Comroe had done his homework and cited the work of 19th century British physicist John Tyndall who in 1869 explained the blue colour of the sky using a glass tube into which he introduced vapours. But through these tests, Tyndall made other inadvertent discoveries including: the ability of a light beam to follow a curved route, which subsequently led to the flexible gastroscope; a demonstration of how lung airways remove inspired air before reaching the alveoli; and, 50 years before Fleming, establishing how penicilium bacteria can destroy mould. Tyndall therefore showed that curiosity-driven “blue skies research” could produce something practically useful.
Yesterday, 30 April 2015, marked the grand opening in San Jose of the Blue Sky Center an initiative of Jabil a global manufacturer that provides design, engineering and supply chain solutions for its customers. “The Blue Sky Center is a hands-on showcase of our broad range of world-class capabilities,” said Jabil’s CEO, Mark Mondello. “We’re working with customers who have innovative new product ideas and [this] is where we will turn their dreams and ideas into reality.”

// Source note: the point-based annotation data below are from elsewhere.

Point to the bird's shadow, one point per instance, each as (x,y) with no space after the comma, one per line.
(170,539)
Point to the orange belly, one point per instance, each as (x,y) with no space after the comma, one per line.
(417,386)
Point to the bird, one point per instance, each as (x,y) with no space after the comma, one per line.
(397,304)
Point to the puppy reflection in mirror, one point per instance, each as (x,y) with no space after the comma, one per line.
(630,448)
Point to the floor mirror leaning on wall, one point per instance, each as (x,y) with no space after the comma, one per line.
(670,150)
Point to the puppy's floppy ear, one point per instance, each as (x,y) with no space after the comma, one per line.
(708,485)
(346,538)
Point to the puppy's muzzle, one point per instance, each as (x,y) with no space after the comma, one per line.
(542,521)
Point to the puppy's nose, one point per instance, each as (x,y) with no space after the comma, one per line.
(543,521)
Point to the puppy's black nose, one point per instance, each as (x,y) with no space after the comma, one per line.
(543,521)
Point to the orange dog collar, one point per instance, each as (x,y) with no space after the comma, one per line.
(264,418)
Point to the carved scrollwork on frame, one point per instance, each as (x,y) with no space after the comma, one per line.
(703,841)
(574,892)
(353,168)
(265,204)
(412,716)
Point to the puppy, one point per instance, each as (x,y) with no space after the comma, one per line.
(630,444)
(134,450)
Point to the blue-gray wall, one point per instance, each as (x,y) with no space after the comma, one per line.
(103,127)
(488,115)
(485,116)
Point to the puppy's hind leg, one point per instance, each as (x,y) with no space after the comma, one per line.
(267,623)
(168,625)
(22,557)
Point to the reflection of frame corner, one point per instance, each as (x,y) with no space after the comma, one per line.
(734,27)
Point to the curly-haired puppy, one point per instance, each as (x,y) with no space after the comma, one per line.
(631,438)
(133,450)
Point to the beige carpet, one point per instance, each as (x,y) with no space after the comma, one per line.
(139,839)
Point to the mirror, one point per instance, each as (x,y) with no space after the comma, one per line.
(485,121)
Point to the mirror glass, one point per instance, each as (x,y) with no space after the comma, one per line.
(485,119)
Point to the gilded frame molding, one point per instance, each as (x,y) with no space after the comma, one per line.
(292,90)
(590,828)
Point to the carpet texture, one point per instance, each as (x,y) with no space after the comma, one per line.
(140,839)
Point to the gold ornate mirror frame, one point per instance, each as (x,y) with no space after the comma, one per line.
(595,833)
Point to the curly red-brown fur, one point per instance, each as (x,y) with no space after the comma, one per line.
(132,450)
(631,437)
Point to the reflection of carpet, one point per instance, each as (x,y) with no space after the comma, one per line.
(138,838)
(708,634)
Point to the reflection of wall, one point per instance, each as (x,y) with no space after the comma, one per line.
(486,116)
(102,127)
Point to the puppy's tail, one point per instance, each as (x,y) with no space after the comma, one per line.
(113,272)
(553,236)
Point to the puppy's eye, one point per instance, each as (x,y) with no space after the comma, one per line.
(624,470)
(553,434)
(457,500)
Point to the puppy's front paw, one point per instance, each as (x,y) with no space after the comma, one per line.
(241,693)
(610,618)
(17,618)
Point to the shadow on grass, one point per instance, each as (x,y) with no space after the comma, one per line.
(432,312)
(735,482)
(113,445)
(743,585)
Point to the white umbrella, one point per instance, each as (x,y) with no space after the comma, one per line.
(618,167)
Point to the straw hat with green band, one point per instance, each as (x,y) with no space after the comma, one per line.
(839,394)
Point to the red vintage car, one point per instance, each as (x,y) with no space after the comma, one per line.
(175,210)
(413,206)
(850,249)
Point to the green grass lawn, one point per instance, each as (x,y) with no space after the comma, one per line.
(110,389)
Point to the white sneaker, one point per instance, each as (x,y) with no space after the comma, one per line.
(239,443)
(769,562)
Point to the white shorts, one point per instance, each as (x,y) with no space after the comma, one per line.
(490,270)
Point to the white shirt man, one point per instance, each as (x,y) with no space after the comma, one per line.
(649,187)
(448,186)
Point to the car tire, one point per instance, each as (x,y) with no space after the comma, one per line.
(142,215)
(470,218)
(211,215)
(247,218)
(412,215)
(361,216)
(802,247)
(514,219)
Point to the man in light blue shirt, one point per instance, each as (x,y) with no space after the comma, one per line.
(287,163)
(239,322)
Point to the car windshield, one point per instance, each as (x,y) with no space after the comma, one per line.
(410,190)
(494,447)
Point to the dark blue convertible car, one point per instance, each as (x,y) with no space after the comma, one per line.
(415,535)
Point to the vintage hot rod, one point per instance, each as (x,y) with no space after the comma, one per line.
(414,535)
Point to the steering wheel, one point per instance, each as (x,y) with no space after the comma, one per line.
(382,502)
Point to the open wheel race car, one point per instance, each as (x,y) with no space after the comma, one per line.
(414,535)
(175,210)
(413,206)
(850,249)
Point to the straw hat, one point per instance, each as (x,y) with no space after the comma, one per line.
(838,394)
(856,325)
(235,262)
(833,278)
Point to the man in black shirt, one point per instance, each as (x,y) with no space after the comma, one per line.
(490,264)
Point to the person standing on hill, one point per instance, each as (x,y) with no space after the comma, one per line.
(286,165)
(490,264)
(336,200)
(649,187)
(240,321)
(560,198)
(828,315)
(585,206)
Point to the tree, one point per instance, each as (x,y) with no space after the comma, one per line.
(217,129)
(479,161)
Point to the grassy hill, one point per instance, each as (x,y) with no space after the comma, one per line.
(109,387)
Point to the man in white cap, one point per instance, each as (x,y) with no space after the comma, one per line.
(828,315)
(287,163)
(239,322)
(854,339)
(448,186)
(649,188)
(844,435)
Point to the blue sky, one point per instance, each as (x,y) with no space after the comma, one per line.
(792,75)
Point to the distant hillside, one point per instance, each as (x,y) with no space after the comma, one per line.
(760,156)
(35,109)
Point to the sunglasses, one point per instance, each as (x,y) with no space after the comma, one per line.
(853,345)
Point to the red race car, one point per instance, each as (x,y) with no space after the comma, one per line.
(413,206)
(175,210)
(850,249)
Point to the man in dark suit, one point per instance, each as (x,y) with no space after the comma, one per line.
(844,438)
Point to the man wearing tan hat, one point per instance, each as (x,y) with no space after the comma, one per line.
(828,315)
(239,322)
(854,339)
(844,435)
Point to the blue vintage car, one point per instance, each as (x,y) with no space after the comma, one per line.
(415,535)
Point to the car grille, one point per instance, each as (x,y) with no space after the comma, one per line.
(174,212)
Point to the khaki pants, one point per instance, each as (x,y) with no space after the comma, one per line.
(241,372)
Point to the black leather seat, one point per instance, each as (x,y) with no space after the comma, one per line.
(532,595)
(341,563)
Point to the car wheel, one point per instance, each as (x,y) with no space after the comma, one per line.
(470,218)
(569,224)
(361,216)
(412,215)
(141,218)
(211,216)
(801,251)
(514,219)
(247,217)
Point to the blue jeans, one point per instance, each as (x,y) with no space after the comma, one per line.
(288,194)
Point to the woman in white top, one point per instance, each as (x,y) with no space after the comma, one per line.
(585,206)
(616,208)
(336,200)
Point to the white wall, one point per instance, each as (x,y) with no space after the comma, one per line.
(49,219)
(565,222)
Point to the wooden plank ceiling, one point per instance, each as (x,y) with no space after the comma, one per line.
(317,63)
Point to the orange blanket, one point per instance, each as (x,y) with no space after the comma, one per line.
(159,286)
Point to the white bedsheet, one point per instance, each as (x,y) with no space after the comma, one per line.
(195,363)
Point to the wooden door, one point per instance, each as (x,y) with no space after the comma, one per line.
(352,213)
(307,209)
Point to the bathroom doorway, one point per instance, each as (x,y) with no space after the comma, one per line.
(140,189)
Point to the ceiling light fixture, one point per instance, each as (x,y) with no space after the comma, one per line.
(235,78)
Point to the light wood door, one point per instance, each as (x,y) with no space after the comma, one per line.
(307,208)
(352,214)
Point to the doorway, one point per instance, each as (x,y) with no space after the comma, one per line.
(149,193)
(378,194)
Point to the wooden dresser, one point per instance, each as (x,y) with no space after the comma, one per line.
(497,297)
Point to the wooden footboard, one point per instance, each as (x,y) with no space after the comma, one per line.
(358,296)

It is no accident that Jabil chose to locate its Blue Sky Center in the heart of Silicon Valley, a place where imagination and engineering are pushed to the limits. Although Jabil is not [yet] a household name, it has 90 factories in 23 countries, employs almost 200,000 staff, and manufactures products for many of the world’s best-known brands. Working across a range of industries – from aerospace to automotive to healthcare – the company has made innovative contributions in three related areas: biosensors; wearables; and the internet of things (IoT).
As an example, Jabil has partnered with a start-up called Athos to develop a device that receives biosignals – such as heart rate and muscle activity – via smart textiles, interprets the signals and then sends this information via a mobile device to the internet for further analysis. Now that’s blue sky innovation of which Julius Comroe would approve!